Resultado – vim depois a saber – da tradição italiana de que os filhos sejam batizados com nomes de antenatos da família, respeitando certa hierarquia.
Funciona assim:
O primeiro filho homem leva o nome do avô paterno – daí ter-se chamado “Pietro” o irmão mais velho de meu pai, primogênito da família.
Nascendo um segundo menino, levará o nome do avô materno – chamou-se então “Michele” o segundo filho, irmão do meio de meu pai.
Um terceiro menino que chegue levará o nome do tio mais velho, irmão mais velho do pai (que terá sido batizado, por sua vez, com o mesmo nome de seu bisavô) – de modo que meu pai foi batizado “Luiz”, homenagem aportuguesada, tendo ele nascido já no Brasil, ao tio “Luigi”.
E assim por diante.
***
Culpa da tradição, quantas saias justas já não enfrentou meu tio por chamar-se Michele.
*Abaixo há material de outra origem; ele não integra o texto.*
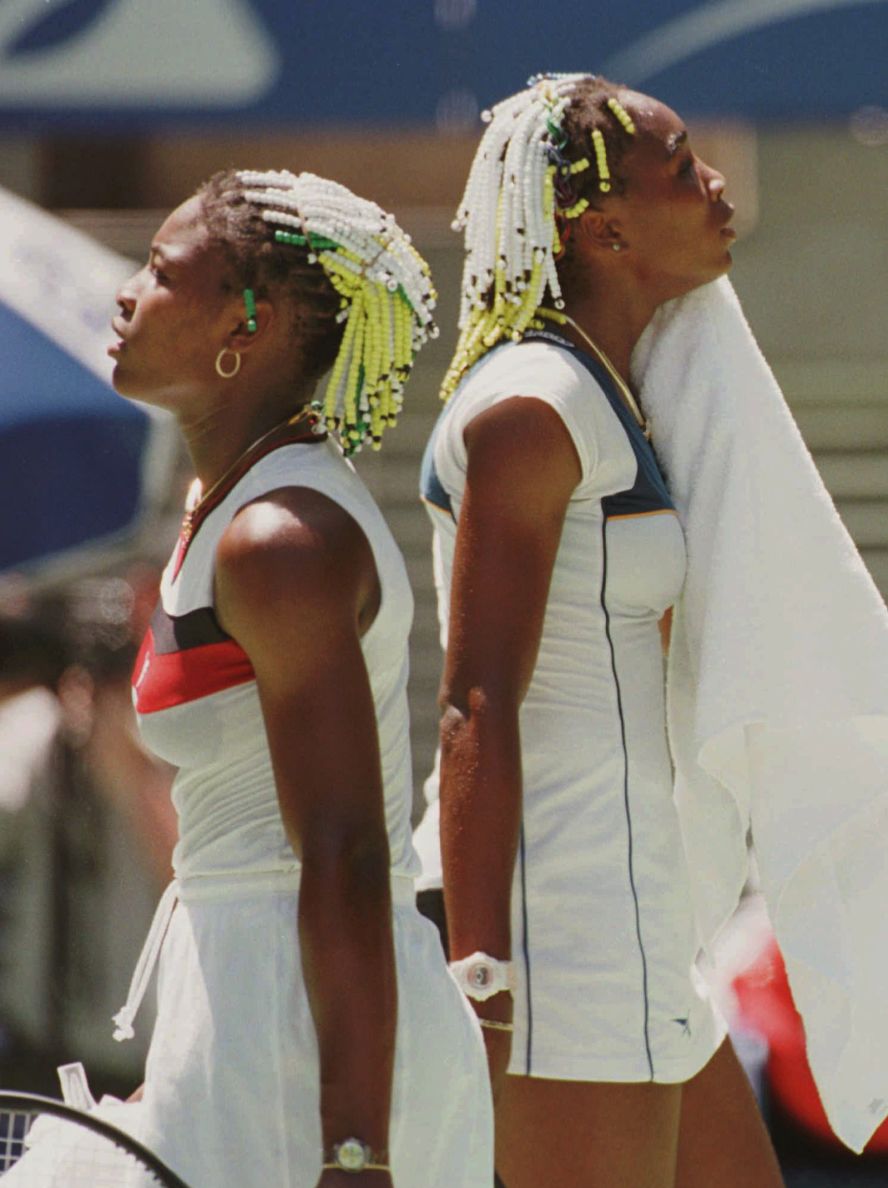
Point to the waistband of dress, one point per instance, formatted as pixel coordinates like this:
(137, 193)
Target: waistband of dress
(215, 886)
(234, 884)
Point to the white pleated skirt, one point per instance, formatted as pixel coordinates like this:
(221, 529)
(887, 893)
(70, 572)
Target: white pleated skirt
(232, 1076)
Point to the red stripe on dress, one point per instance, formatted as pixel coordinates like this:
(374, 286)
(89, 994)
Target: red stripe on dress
(162, 681)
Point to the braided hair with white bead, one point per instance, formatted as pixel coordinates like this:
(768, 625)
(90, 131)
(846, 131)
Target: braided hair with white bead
(361, 294)
(547, 155)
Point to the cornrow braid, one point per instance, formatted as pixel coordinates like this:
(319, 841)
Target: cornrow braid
(546, 156)
(361, 292)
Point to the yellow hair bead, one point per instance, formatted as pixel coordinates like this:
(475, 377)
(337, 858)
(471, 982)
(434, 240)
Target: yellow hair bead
(602, 160)
(621, 113)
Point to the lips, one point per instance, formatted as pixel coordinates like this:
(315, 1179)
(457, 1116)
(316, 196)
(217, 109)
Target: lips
(117, 347)
(726, 229)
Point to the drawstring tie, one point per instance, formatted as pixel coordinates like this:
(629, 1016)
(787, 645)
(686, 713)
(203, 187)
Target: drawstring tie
(145, 965)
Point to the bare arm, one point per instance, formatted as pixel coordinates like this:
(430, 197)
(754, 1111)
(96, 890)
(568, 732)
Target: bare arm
(522, 471)
(296, 586)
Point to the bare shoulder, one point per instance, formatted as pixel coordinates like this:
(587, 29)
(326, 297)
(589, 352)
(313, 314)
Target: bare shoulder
(522, 447)
(293, 548)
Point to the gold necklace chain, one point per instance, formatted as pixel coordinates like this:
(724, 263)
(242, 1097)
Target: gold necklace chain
(199, 498)
(630, 402)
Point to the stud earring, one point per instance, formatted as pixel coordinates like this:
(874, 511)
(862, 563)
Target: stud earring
(250, 305)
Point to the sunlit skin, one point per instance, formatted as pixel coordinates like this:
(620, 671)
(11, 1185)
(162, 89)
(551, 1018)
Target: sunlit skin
(176, 314)
(672, 228)
(294, 549)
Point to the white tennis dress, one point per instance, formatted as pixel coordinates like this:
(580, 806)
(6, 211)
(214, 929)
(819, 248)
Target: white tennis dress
(603, 930)
(232, 1081)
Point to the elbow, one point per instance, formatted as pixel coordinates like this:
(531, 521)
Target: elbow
(357, 857)
(476, 711)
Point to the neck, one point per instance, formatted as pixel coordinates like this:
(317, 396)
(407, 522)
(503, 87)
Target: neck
(613, 324)
(219, 438)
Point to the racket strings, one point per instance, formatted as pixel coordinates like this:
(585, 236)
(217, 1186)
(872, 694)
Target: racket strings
(43, 1151)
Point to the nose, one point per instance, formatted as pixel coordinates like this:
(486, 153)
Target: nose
(127, 292)
(716, 184)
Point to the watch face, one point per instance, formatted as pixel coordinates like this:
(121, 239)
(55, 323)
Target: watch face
(351, 1155)
(479, 975)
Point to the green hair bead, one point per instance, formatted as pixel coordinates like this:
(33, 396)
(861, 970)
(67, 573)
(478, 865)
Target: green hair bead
(250, 305)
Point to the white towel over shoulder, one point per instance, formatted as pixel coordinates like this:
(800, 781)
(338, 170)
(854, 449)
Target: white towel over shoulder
(778, 690)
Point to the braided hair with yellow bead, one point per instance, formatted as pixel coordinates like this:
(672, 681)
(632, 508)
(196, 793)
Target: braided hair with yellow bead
(363, 295)
(547, 155)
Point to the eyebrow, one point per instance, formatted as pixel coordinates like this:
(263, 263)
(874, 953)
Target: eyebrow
(675, 141)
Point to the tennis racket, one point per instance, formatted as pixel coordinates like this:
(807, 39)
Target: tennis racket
(48, 1144)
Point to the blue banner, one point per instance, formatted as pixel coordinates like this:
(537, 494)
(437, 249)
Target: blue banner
(115, 64)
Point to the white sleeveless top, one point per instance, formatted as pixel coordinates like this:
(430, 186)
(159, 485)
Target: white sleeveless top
(196, 696)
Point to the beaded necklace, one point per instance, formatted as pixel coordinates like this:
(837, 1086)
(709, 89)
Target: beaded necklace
(561, 318)
(201, 503)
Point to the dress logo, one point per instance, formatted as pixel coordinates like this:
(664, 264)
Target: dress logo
(131, 52)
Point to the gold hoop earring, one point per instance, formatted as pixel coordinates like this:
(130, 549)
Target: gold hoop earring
(235, 368)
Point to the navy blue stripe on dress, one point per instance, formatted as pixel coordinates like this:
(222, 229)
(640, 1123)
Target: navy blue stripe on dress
(649, 492)
(432, 490)
(630, 855)
(180, 633)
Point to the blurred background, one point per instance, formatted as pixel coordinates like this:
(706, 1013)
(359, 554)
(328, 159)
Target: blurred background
(111, 113)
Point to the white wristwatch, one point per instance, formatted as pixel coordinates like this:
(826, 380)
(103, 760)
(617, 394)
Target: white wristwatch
(480, 977)
(353, 1155)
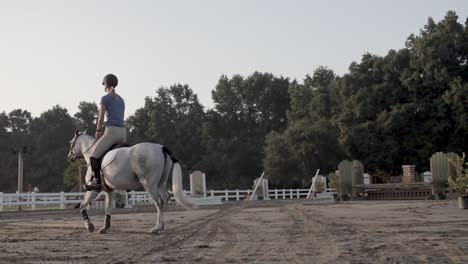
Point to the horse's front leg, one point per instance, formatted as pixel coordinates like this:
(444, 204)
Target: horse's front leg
(89, 196)
(159, 218)
(108, 204)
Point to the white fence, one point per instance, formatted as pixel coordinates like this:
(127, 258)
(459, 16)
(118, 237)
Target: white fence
(64, 200)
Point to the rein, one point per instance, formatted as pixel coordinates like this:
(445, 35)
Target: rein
(72, 148)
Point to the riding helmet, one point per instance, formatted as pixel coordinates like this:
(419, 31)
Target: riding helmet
(110, 80)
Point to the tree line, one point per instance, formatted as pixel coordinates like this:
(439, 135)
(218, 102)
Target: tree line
(386, 111)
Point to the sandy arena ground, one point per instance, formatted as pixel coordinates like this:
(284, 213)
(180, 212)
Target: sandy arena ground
(296, 231)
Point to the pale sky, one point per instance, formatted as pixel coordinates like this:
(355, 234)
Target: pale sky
(56, 52)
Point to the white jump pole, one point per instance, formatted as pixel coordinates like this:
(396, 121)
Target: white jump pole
(256, 186)
(312, 185)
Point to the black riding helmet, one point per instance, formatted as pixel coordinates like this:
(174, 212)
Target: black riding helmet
(110, 80)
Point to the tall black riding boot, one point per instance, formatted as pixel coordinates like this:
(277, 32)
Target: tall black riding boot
(96, 167)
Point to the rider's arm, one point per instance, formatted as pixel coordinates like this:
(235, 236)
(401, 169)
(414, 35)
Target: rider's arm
(100, 127)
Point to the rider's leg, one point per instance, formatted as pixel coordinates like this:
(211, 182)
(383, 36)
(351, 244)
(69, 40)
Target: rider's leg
(96, 167)
(112, 135)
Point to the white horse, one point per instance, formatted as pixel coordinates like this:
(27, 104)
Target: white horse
(145, 164)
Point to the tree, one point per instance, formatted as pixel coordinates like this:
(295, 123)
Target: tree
(246, 110)
(87, 117)
(310, 141)
(47, 160)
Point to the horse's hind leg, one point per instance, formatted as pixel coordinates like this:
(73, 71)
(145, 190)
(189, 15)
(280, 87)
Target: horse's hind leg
(159, 218)
(89, 196)
(108, 204)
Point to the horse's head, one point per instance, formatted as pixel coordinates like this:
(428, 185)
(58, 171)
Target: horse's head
(75, 151)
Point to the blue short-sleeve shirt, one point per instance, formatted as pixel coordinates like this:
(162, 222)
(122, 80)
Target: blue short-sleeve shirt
(115, 107)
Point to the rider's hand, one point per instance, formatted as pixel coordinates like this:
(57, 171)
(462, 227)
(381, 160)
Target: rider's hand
(98, 134)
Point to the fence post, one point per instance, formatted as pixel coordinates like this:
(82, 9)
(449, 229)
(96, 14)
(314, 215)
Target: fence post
(133, 198)
(62, 200)
(33, 201)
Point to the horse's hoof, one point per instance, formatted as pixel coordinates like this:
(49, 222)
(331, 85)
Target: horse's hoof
(155, 231)
(90, 227)
(103, 230)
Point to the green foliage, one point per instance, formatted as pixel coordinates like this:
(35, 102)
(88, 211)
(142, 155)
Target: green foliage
(87, 117)
(386, 111)
(458, 183)
(319, 185)
(335, 182)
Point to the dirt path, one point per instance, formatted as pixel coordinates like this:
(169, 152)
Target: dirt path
(264, 232)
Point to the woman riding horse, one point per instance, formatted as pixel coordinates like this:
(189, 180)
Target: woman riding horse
(113, 106)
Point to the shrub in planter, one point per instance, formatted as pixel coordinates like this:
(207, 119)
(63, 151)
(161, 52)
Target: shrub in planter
(459, 182)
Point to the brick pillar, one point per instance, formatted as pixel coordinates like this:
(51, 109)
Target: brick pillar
(408, 173)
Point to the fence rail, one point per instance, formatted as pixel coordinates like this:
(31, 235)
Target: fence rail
(64, 200)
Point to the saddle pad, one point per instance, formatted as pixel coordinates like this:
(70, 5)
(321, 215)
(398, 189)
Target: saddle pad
(110, 157)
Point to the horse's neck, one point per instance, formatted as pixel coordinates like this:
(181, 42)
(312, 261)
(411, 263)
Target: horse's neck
(87, 146)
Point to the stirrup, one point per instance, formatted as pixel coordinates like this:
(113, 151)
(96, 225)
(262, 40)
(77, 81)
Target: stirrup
(93, 187)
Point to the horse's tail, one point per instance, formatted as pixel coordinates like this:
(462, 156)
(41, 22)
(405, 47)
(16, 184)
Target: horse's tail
(177, 190)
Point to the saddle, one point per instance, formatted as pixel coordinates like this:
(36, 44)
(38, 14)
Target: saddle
(105, 159)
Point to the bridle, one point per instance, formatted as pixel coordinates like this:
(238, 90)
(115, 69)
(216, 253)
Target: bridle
(72, 156)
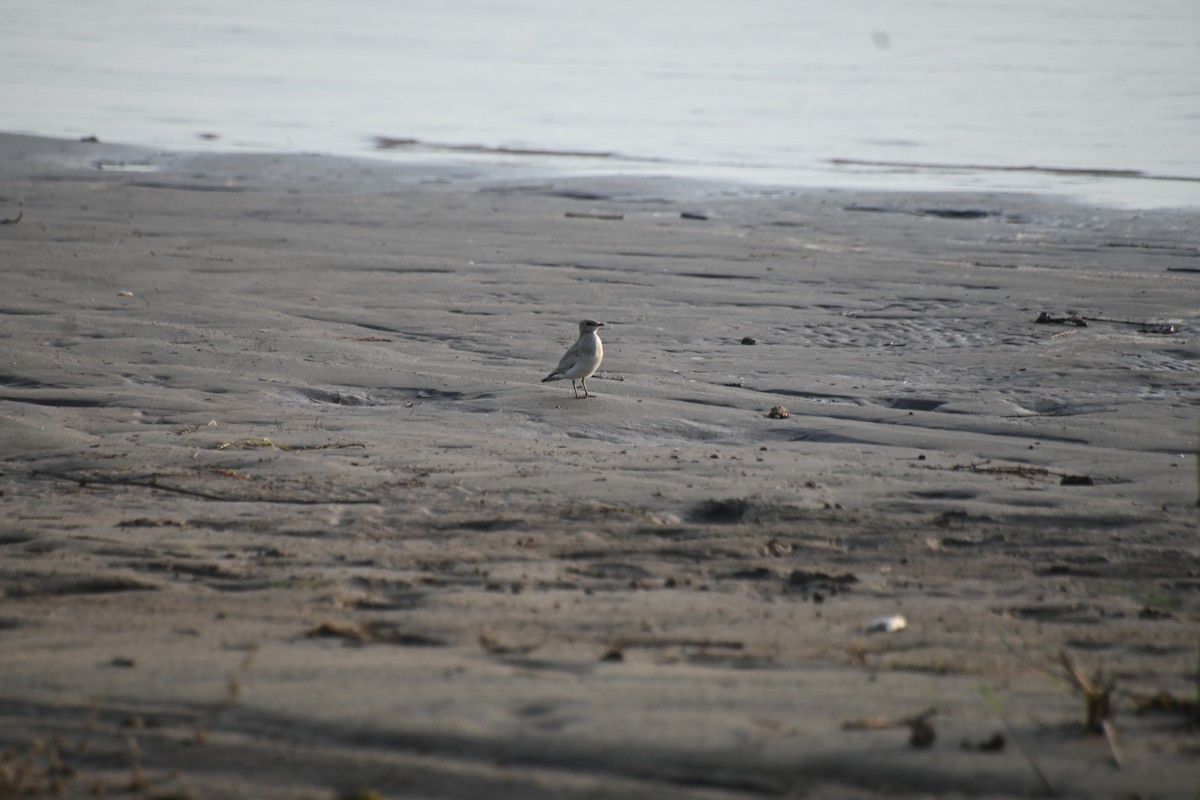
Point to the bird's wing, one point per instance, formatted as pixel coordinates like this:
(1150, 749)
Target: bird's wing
(569, 359)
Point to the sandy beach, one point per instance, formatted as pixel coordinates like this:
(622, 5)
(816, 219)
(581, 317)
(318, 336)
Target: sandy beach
(288, 513)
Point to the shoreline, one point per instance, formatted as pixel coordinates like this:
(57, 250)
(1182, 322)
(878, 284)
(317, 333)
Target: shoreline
(276, 420)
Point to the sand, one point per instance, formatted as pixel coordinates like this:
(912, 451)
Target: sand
(288, 513)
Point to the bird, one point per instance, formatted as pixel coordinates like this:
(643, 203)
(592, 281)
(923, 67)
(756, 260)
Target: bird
(582, 359)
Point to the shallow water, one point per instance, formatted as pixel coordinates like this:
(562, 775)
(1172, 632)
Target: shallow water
(829, 92)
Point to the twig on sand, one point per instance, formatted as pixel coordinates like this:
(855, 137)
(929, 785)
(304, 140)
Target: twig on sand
(994, 703)
(1098, 702)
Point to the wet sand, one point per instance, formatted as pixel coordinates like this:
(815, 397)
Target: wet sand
(279, 468)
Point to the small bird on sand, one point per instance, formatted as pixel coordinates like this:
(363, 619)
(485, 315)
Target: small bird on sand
(583, 358)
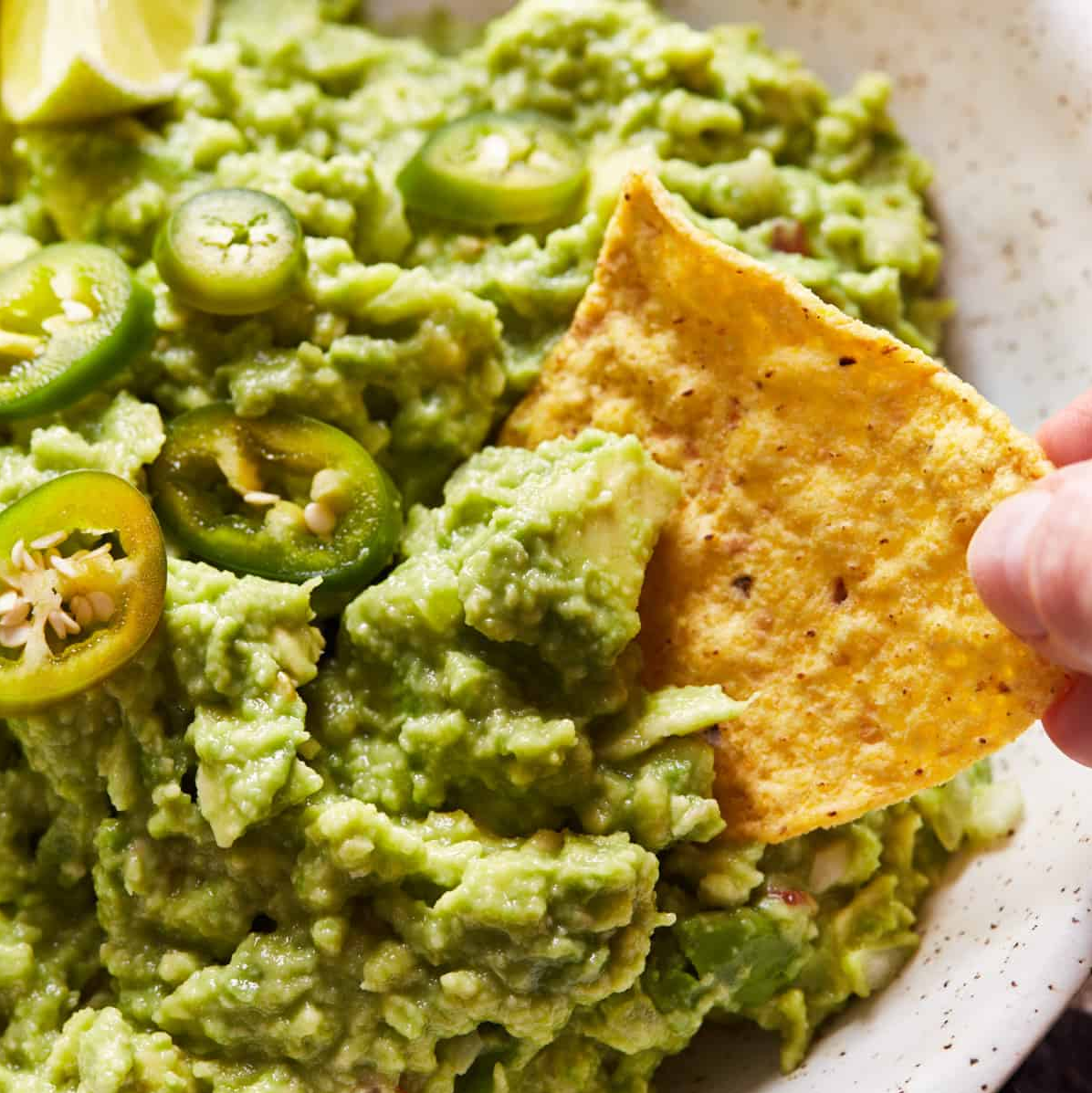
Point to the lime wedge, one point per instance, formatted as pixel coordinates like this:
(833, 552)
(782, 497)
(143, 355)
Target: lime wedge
(65, 61)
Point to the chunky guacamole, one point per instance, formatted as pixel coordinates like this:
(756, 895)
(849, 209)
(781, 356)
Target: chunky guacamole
(431, 834)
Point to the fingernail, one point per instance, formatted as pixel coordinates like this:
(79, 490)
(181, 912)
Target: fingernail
(998, 560)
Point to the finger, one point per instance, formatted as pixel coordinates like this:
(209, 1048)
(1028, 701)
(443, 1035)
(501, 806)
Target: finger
(1069, 721)
(1067, 436)
(1032, 563)
(997, 559)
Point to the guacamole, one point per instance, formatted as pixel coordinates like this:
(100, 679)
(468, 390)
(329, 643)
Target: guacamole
(441, 839)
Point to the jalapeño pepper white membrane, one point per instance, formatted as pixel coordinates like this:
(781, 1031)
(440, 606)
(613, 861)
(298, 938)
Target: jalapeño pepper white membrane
(231, 251)
(71, 316)
(71, 615)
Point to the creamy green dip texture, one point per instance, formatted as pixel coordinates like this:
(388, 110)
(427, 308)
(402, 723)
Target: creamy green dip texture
(445, 842)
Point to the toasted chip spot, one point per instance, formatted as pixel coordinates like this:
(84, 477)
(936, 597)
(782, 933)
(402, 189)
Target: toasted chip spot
(810, 438)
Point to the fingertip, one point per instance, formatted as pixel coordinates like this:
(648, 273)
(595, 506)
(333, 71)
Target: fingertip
(1067, 436)
(997, 560)
(1068, 721)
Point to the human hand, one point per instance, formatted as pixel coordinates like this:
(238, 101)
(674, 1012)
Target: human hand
(1032, 562)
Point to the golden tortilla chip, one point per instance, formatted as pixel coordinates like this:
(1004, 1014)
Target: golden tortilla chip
(833, 478)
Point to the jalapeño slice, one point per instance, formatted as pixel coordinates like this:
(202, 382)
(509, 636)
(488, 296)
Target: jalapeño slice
(283, 497)
(231, 251)
(71, 316)
(488, 170)
(82, 578)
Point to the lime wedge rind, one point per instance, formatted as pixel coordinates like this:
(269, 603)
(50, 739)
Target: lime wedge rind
(61, 65)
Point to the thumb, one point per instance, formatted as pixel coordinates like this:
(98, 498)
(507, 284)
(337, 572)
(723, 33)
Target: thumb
(1032, 563)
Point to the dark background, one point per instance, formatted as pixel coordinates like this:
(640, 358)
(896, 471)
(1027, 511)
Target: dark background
(1063, 1063)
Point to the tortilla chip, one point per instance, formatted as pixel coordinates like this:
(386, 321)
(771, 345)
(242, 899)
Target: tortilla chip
(833, 478)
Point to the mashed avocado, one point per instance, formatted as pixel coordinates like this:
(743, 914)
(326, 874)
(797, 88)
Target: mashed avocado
(445, 843)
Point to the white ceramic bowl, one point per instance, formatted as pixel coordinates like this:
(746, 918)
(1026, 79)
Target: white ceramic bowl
(998, 94)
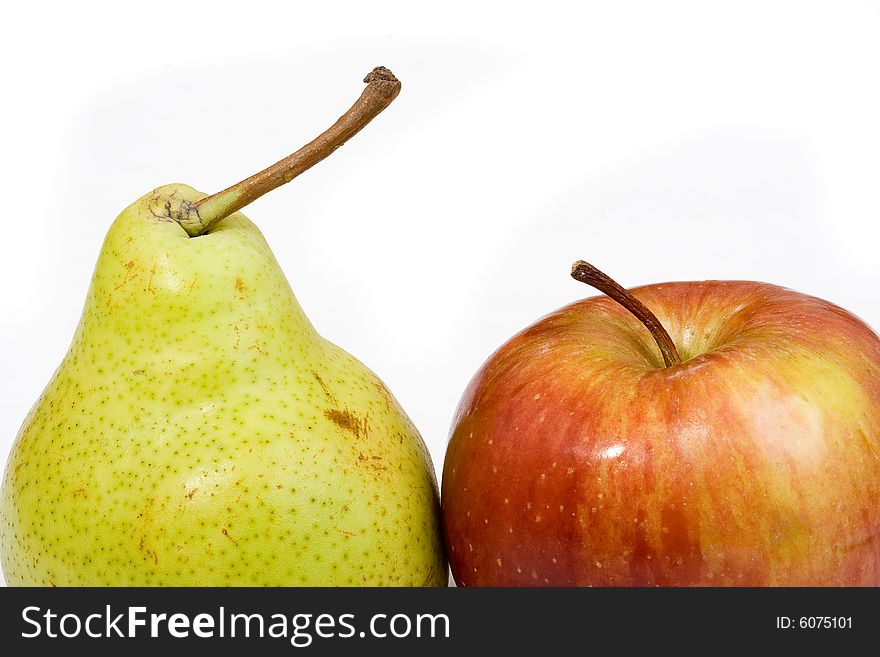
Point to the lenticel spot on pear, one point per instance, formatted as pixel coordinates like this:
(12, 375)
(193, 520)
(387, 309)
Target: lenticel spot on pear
(200, 432)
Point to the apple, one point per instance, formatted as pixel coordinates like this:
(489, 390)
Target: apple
(720, 433)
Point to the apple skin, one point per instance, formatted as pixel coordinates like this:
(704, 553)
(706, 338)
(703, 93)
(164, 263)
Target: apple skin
(577, 459)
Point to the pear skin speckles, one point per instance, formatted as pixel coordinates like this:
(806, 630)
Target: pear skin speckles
(200, 432)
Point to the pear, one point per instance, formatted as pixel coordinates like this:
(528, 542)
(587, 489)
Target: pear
(200, 432)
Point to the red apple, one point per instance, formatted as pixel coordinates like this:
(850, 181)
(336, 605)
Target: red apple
(746, 454)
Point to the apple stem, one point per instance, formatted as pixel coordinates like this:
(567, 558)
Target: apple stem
(587, 273)
(198, 218)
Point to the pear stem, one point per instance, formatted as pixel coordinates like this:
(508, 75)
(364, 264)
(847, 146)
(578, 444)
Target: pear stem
(382, 87)
(587, 273)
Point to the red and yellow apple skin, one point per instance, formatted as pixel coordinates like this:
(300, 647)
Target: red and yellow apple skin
(578, 459)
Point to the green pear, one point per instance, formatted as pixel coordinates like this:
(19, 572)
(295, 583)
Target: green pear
(200, 432)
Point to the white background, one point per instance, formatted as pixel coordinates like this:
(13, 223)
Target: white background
(661, 141)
Tivesse, como meu pai, nascido no Brasil, teriam-lhe talvez batizado “Miguel” – a forma do nome em português – e tudo teria sido evitado. Mas não. De maneira que nem os cento e tantos quilos de estofo do corpanzil gigantesco, nem a barba espessa estilo Papai Noel, tampouco a lapa de chinelos tamanho 44 (45? 46?) bastam para evitar rocambolescas situações em que lhe fazem passar por mulher.
A última ele contou outro dia. Sentado na sala de espera de uma clínica, aguardava ser convocado pela recepcionista para uma consulta médica, quando um cidadão achou de puxar conversa. O homem, troglodita, derramou-se em homofobia e, sem que se lhe fosse perguntado, danou a bradar que um dia ainda matava tudo quanto era bicha existente na cidade. Porque para ele homem é homem, e tal e tal, e não sei lá mais o quê. Violento mesmo, o cabra.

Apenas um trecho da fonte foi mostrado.